Fortunately, golfers young and old have an excellent course where they can improve. Meadowbrook Golf Course, named in 2012 one of the three best South Dakota courses by Golf Week, is using its off-season to create an even better golfing experience, with renovations wrapping up this fall.
Planning for Golf’s Growth
“To do youth golf events, I think it’s really important that planners do their homework,” explains Ross. “We base our schedule on school dates, when juniors are off from school. We look at weather, too. You want to be sure you can finish the event. And you have to take into account the costs. We have over a hundred corporate sponsors, allowing us to offer Achieving Competitive Excellence (ACE) grants to juniors who have the ability but not the financial resources.”
Venue selection comes first, says USGA Executive Director Mike Davis, and the community must also measure up.
“Before a venue is selected it is carefully examined by the USGA to ensure it meets key criteria. First and foremost, the golf course must be of excellent quality and design. Can it be set up to adequately test the world's best players?

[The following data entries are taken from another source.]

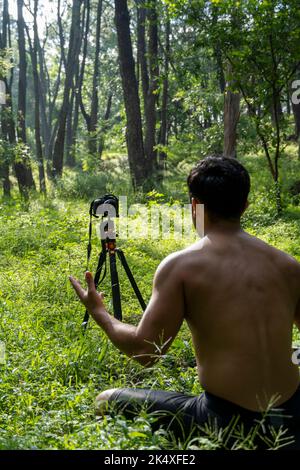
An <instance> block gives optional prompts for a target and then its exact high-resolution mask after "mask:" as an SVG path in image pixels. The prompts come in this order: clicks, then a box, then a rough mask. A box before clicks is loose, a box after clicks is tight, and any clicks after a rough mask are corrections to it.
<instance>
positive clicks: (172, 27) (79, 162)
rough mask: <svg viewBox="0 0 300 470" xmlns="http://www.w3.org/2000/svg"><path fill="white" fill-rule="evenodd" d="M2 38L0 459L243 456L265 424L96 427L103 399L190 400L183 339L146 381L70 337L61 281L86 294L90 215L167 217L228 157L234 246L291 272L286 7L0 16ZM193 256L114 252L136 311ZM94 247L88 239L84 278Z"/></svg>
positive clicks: (15, 3)
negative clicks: (268, 243)
mask: <svg viewBox="0 0 300 470" xmlns="http://www.w3.org/2000/svg"><path fill="white" fill-rule="evenodd" d="M0 33H1V34H0V49H1V53H0V80H2V81H3V82H4V85H5V91H6V104H5V105H1V109H0V121H1V126H0V180H1V181H0V184H1V186H0V341H1V343H2V344H4V345H5V350H6V361H5V363H0V449H130V450H132V449H149V450H153V449H176V450H178V449H179V450H181V449H190V450H195V449H206V450H215V449H224V448H225V449H226V448H228V436H229V435H233V436H234V437H235V440H234V441H235V444H234V445H233V448H234V449H248V450H254V449H255V445H254V437H255V433H260V434H262V433H263V432H264V429H263V423H262V425H261V426H258V427H257V429H256V430H252V431H251V433H250V434H248V435H245V434H244V432H243V430H241V429H238V428H237V427H232V428H229V429H225V430H223V431H222V432H220V431H218V432H216V431H215V430H213V429H207V433H206V435H204V436H203V437H200V438H197V439H193V440H191V439H189V438H187V439H186V440H185V441H180V442H176V441H175V440H174V437H173V436H172V435H170V433H168V432H167V430H158V431H156V432H154V433H153V432H152V430H151V423H153V420H155V417H154V416H151V414H147V413H146V412H143V413H141V414H140V415H139V416H138V417H136V418H135V419H134V420H132V421H129V420H126V419H125V418H124V417H123V416H122V415H108V416H105V417H104V418H103V419H96V418H95V410H94V399H95V396H96V395H97V394H98V393H99V392H100V391H102V390H105V389H107V388H113V387H141V388H143V387H144V388H151V387H152V388H157V389H164V390H173V391H178V392H183V393H188V394H198V393H200V392H201V391H202V390H201V386H200V383H199V380H198V376H197V371H196V367H195V357H194V352H193V347H192V344H191V338H190V333H189V331H188V329H187V327H186V325H185V324H184V325H183V327H182V328H181V330H180V332H179V334H178V336H177V337H176V339H175V341H174V342H173V344H172V347H171V348H170V350H169V351H168V353H167V354H166V355H164V356H163V357H162V358H161V360H160V361H159V362H158V364H157V365H155V367H153V368H151V369H143V368H142V367H141V366H139V365H138V364H135V363H134V362H133V361H131V360H129V359H128V358H127V357H125V356H124V355H122V354H120V353H119V351H118V350H116V349H115V348H114V346H113V345H112V344H111V343H110V342H109V341H108V340H107V337H106V336H105V334H104V333H103V332H102V331H101V329H100V328H98V327H97V325H96V324H95V323H94V322H89V327H88V330H87V332H86V334H85V335H83V334H82V328H81V323H82V319H83V314H84V312H83V311H82V307H81V305H80V304H79V302H78V301H77V299H76V297H75V295H74V292H73V290H72V289H71V287H70V283H69V281H68V276H69V275H70V274H73V275H74V276H75V277H76V278H78V279H80V280H81V281H82V282H84V271H85V269H86V264H85V260H86V246H87V242H88V222H89V214H88V211H89V206H90V202H91V200H92V199H94V198H95V197H99V196H102V195H103V194H105V193H107V192H113V193H115V194H116V195H117V196H120V195H126V196H128V204H129V205H131V204H134V203H140V202H142V203H143V204H145V205H146V207H147V208H151V206H152V205H154V204H158V205H161V204H165V205H167V206H168V208H169V207H170V206H172V205H175V206H177V207H178V205H179V206H180V205H182V204H184V203H188V202H189V196H188V194H187V187H186V177H187V175H188V172H189V170H190V169H191V167H192V166H193V165H194V164H195V163H196V162H197V161H198V160H199V159H201V158H204V157H205V156H206V155H208V154H215V155H221V154H223V153H224V154H225V155H226V156H233V157H236V158H238V159H239V160H240V161H241V162H242V163H243V164H244V165H245V166H246V168H247V169H248V170H249V173H250V175H251V180H252V189H251V194H250V206H249V209H248V210H247V211H246V213H245V215H244V217H243V220H242V224H243V227H244V228H245V230H247V231H248V232H249V233H250V234H252V235H255V236H258V237H259V238H261V239H263V240H265V241H266V242H267V243H270V244H272V245H274V246H276V247H277V248H279V249H282V250H284V251H286V252H287V253H289V254H291V255H292V256H294V257H295V258H296V259H298V260H299V261H300V243H299V240H300V151H299V136H300V103H299V102H300V99H299V98H300V92H299V89H300V83H297V80H298V81H299V80H300V8H299V0H289V1H288V0H281V1H279V0H240V1H239V2H237V1H233V0H223V1H221V0H218V1H217V0H214V1H206V0H173V1H172V0H149V1H141V0H136V1H133V0H132V1H131V0H128V1H126V0H115V1H113V0H106V1H105V0H73V1H69V0H68V1H66V0H53V1H45V0H24V1H23V0H9V1H7V0H2V1H0ZM1 98H2V97H1ZM143 207H144V206H143ZM94 222H95V223H97V221H96V220H95V221H94ZM135 222H136V220H135V219H134V217H133V218H130V217H128V224H129V227H132V226H131V225H130V224H131V223H132V224H134V223H135ZM146 223H147V221H146V220H145V218H143V217H142V218H141V220H140V224H141V226H142V228H143V224H146ZM131 233H133V232H131ZM194 241H195V234H194V233H190V235H189V236H186V237H185V238H184V239H179V240H178V239H174V238H172V237H170V238H168V239H162V238H161V239H159V240H155V242H154V241H153V239H151V238H139V239H137V238H135V239H131V238H129V239H126V240H122V239H120V238H118V244H120V245H121V246H122V248H123V249H124V251H125V253H126V257H127V259H128V262H129V265H130V267H131V269H132V271H133V273H134V276H135V278H136V280H137V282H138V284H139V287H140V289H141V292H142V294H143V296H144V298H145V301H146V302H147V301H148V299H149V298H150V295H151V289H152V280H153V275H154V273H155V270H156V268H157V266H158V265H159V263H160V262H161V260H162V259H163V258H164V257H165V256H167V255H168V254H170V252H172V251H176V250H180V249H182V248H184V247H186V246H187V245H188V244H190V243H192V242H194ZM99 245H100V244H99V239H98V238H97V236H96V233H95V231H94V230H93V251H92V257H91V262H90V269H91V270H92V271H94V269H95V267H96V263H97V260H98V249H99ZM119 276H120V284H121V295H122V305H123V315H124V321H126V322H128V323H132V324H137V322H138V321H139V319H140V316H141V314H142V312H141V309H140V306H139V304H138V302H137V300H136V299H135V297H134V295H133V294H132V290H131V287H130V285H129V282H128V280H127V279H126V276H125V275H124V272H123V270H122V269H121V268H120V270H119ZM109 281H110V280H109V276H107V278H106V279H105V281H104V282H103V284H102V285H101V290H103V291H104V292H105V293H106V296H105V302H106V305H107V308H108V311H109V312H112V311H113V305H112V301H111V295H110V292H111V286H110V282H109ZM299 341H300V336H299V332H298V331H296V328H295V330H294V334H293V342H294V345H296V344H299ZM275 434H276V433H275ZM275 434H274V439H272V442H271V441H269V442H268V443H267V444H268V447H269V448H270V449H280V448H282V446H284V444H285V435H284V430H282V431H280V432H279V433H278V434H276V435H275Z"/></svg>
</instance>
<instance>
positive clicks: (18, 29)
mask: <svg viewBox="0 0 300 470" xmlns="http://www.w3.org/2000/svg"><path fill="white" fill-rule="evenodd" d="M17 6H18V21H17V24H18V49H19V86H18V116H17V134H18V140H19V141H21V142H23V144H26V122H25V120H26V91H27V79H26V73H27V60H26V45H25V24H24V18H23V6H24V2H23V0H18V1H17ZM14 169H15V173H16V177H17V180H18V185H19V189H20V193H21V194H22V195H23V196H24V197H25V198H27V197H28V189H31V188H35V184H34V181H33V177H32V171H31V166H30V161H29V159H28V158H26V157H25V156H23V155H18V156H17V160H16V161H15V163H14Z"/></svg>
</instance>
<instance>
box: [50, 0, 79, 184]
mask: <svg viewBox="0 0 300 470" xmlns="http://www.w3.org/2000/svg"><path fill="white" fill-rule="evenodd" d="M81 4H82V0H73V7H72V23H71V30H70V41H69V51H68V58H67V68H66V78H65V85H64V94H63V103H62V106H61V110H60V114H59V118H58V130H57V134H56V140H55V144H54V149H53V173H52V175H53V177H59V176H61V175H62V172H63V159H64V144H65V132H66V121H67V115H68V111H69V105H70V91H71V89H72V83H73V78H74V74H75V70H76V63H77V61H78V55H79V50H80V36H81V28H80V27H81V24H80V23H81V21H80V20H81V18H80V8H81Z"/></svg>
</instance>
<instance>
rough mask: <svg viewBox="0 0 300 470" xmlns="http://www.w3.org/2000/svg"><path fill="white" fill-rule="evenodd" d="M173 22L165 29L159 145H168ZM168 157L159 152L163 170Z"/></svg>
mask: <svg viewBox="0 0 300 470" xmlns="http://www.w3.org/2000/svg"><path fill="white" fill-rule="evenodd" d="M170 35H171V23H170V20H169V19H168V20H167V22H166V31H165V57H164V80H163V91H162V101H161V124H160V132H159V142H158V143H159V145H160V146H161V147H166V145H167V143H168V99H169V56H170V53H171V45H170ZM166 159H167V154H166V152H165V150H164V149H161V150H160V152H159V163H160V169H161V170H163V169H164V166H165V163H166Z"/></svg>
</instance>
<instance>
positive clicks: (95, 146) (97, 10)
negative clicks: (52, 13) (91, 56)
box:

If the answer is "yes," the USGA staff then thoroughly study the operational aspects of the site and local community,” says Davis.
This is golf’s bottom line: with a proactive approach, things are looking up. Golf is growing from the ground up, with its communities and courses leading the way.
[i] “Thoughts from the Golf Industry Show.” Darius Hatami, MAI, Managing Director, HVS Golf Services. July 10, 2013.